Lack (1956) stated that all swifts, including Cypseloidine swifts use saliva in nest building, and all have enlarged salivary glands in both sexes in the breeding season. However, Ridgway (1911) stated that the nests of Nephoecetes (Cypseloides) swifts were "loosely put together and not held together by salivary secretion". Johnston (1958) also questioned whether all swifts had enlarged salivary glands in the breeding season and used saliva in construction of nests. Additionally, saliva has not been reported to be used in the construction of nests (Dixon 1935; Legg 1956; Johnston 1961), and the authors have not found evidence for this. In nests that are continually saturated with water, saliva would have no value in nest construction.
Nests can range from 7.6-20 cm (3-8 inches) across and 7.6 cm (3 inches) deep (Baicich and Harrison 1997). Nest size and shape can vary based on the size of the crevice, niche or ledge upon which it was built, and whether it is a freshly built nest or one near the end of the nestling period, the latter tending to be flattened by the activities of the nestling and adults. The authors have also noted fresh nests built on top of previous years’ nests, with the older nests having a faded brown or gray color to the moss and the newer nest showing a brighter green; at moist nests, the moss appears to have taken root and is growing.

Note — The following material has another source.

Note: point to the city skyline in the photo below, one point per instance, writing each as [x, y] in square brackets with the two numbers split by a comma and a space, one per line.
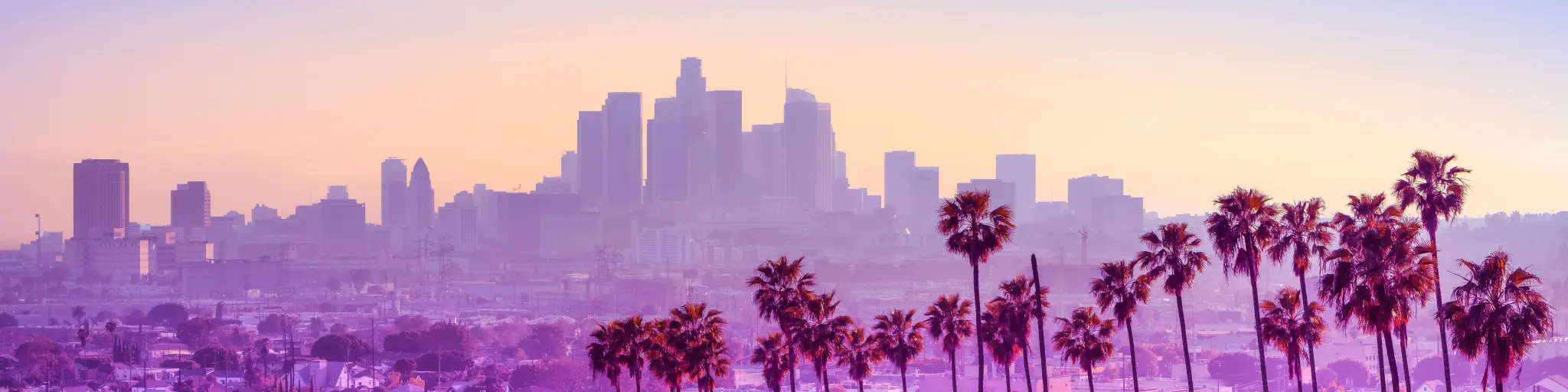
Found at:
[1487, 122]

The clutch of the Black Swift is invariably made up of a single egg. Exceptions to this were noted by close observation by Hirshman et al. (2007); in ten years of observation the only time a second or third egg was produced was when the first or second eggs disappeared from the nest. The egg is a smooth, non-glossy white. It is a long elliptical or long oval shape averaging 29 x 19 mm (Baicich and Harrison 1997). The egg surface has no markings, but can be stained by moist nest materials.
The nest is attended by both adults throughout the entire breeding season, but there is scant information on sharing of incubation, brooding or feeding duties. At Box Canyon Falls, Ouray, Colorado, a surveillance camera secured photos from one nest shortly after incubation started through fledging, and revealed presence of both adults, as well as periodic visitation of the nest or nearby roosting by other birds (Gunn 2010).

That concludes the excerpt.